Aliás, as definições de masculinidade formam um tema importante de “La Traviata, Meus Irmãos e Eu”. Mesmo que de forma ríspida ou desajeitada, todos eles demonstram carinho e cuidado em relação à mãe – e também uns aos outros. O destaque vai para a atuação poderosa e convincente de Dali Benssalah, que faz um irmão mais velho cheio de nuances, com o peso da responsabilidade no olhar.

Com o humor como aliado, o filme ainda aproveita os momentos mais pesados do ponto de vista narrativo para dar mais leveza, como na situação do “roubo” da mãe do hospital – que pode ser absurda, mas condiz com a forma de vida dos irmãos. Outra situação que se torna mais leve por escolhas do roteiro, mas que faz sentido, é o encontro da professora Sarah com a mãe acamada de Nour: por mais emotivo que possa ser, ele também evita transformar a situação em um choque para ela, já que seu trabalho como professora na escola pública provavelmente a colocou anteriormente em confronto com a dura realidade das pessoas do bairro. E o resultado final da briga com os policiais é rapidamente deixado de lado, sempre com ares de comédia circundando os momentos.

Sem ser piegas ou otimista em relação a todos os personagens, o coming-of-age francês consegue ser muito eficiente com o que não é dito. Seja na relação conflituosa com o tio, seja no carinho dos irmãos com a mãe – e os peixes, e a comunidade do bairro –, o filme não tem muito a ser dito, já que seria muito mais surreal e inverossímil que “marmanjos” como eles comentassem seus sentimentos. Até mesmo as reações entre Sarah e Nour se enriquecem diante de olhares e percepções individuais, silenciosas.

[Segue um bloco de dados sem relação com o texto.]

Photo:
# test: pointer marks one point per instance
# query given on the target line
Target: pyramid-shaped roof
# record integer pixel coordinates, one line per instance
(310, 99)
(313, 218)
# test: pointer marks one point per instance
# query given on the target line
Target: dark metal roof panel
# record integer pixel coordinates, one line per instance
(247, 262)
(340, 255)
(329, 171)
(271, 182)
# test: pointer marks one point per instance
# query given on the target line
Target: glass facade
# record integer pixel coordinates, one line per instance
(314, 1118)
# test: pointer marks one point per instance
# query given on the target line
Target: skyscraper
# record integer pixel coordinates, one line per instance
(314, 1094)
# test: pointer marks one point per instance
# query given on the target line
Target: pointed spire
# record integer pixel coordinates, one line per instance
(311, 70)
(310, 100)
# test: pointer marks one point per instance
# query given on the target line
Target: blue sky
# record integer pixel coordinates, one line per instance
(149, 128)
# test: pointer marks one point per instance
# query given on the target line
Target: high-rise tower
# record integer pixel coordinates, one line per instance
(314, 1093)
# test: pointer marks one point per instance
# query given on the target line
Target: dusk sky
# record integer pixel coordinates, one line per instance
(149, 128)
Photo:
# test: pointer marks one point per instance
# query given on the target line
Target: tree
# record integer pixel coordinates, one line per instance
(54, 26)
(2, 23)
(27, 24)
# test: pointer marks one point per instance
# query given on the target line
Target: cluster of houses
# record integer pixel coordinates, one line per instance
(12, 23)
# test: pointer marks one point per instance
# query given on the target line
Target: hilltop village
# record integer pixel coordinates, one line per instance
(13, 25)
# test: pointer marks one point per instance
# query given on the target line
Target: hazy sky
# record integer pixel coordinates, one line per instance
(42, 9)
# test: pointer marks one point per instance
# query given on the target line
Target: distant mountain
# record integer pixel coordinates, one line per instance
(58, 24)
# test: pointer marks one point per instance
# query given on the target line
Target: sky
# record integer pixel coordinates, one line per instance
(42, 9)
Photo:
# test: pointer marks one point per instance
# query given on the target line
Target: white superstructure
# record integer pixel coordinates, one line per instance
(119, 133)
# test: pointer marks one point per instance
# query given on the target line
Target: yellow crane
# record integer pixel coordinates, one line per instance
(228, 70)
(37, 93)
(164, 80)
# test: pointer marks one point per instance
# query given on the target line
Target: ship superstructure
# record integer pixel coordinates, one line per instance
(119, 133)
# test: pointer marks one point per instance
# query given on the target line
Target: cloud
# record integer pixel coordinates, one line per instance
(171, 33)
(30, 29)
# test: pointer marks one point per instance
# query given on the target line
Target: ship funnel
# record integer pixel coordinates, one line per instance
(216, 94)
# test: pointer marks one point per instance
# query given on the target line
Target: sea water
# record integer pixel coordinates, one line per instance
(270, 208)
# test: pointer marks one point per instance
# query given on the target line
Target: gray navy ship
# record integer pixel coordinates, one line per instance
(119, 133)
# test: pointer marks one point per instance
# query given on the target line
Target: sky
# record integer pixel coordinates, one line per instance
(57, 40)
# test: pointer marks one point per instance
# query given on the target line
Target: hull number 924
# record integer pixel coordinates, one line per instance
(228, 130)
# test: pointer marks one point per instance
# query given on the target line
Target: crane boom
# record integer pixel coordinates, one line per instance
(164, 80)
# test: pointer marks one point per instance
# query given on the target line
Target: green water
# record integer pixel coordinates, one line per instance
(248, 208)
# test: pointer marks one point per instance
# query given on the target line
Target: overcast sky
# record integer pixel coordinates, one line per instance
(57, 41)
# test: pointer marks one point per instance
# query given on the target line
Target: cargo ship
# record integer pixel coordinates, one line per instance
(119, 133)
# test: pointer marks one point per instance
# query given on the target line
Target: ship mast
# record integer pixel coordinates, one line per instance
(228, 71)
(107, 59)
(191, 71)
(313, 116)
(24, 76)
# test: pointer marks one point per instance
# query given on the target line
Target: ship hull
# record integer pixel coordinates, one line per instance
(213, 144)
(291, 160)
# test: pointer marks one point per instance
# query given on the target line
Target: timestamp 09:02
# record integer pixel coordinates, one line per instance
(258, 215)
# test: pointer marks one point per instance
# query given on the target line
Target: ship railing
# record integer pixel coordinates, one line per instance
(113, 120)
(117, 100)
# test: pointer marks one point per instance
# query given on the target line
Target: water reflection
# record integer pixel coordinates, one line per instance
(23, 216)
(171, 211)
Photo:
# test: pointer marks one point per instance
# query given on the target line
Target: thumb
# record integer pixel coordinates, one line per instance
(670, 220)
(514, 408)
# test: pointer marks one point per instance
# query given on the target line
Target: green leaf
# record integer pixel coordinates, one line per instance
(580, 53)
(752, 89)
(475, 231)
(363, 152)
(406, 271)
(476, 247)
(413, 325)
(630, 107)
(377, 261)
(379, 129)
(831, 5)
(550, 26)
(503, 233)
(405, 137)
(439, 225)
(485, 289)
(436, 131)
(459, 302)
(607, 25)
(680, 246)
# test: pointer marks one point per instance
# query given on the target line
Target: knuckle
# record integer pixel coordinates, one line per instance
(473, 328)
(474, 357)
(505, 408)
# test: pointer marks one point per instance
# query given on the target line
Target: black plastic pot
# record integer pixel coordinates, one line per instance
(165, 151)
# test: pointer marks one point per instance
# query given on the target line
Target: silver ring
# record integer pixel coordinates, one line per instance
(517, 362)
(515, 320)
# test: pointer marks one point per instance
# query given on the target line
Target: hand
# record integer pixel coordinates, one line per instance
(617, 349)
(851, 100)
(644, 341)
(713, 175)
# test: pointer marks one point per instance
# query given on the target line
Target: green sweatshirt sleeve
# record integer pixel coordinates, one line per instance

Quando o menino sorri ao cantar, quando a professora insiste para que ele permaneça nas aulas, quando Nour finge (sem sucesso) estar desinteressado pelas novas descobertas, e até nos minutos finais que envolvem um convite, há sentimentos não externalizados: situações comuns e até esperadas, já que ninguém vive uma sessão de terapia constante.

É por isso que a narração em off do protagonista, tanto a do início quanto a dos momentos finais, contribui para o enfraquecimento de “La Traviata, Meus Irmãos e Eu”.

No momento em que o protagonista dá um abraço no irmão, nada é dito. E não é preciso. Porque o bom filme, assim como a boa música, fica melhor quando se sabe o momento certo de usar o silêncio.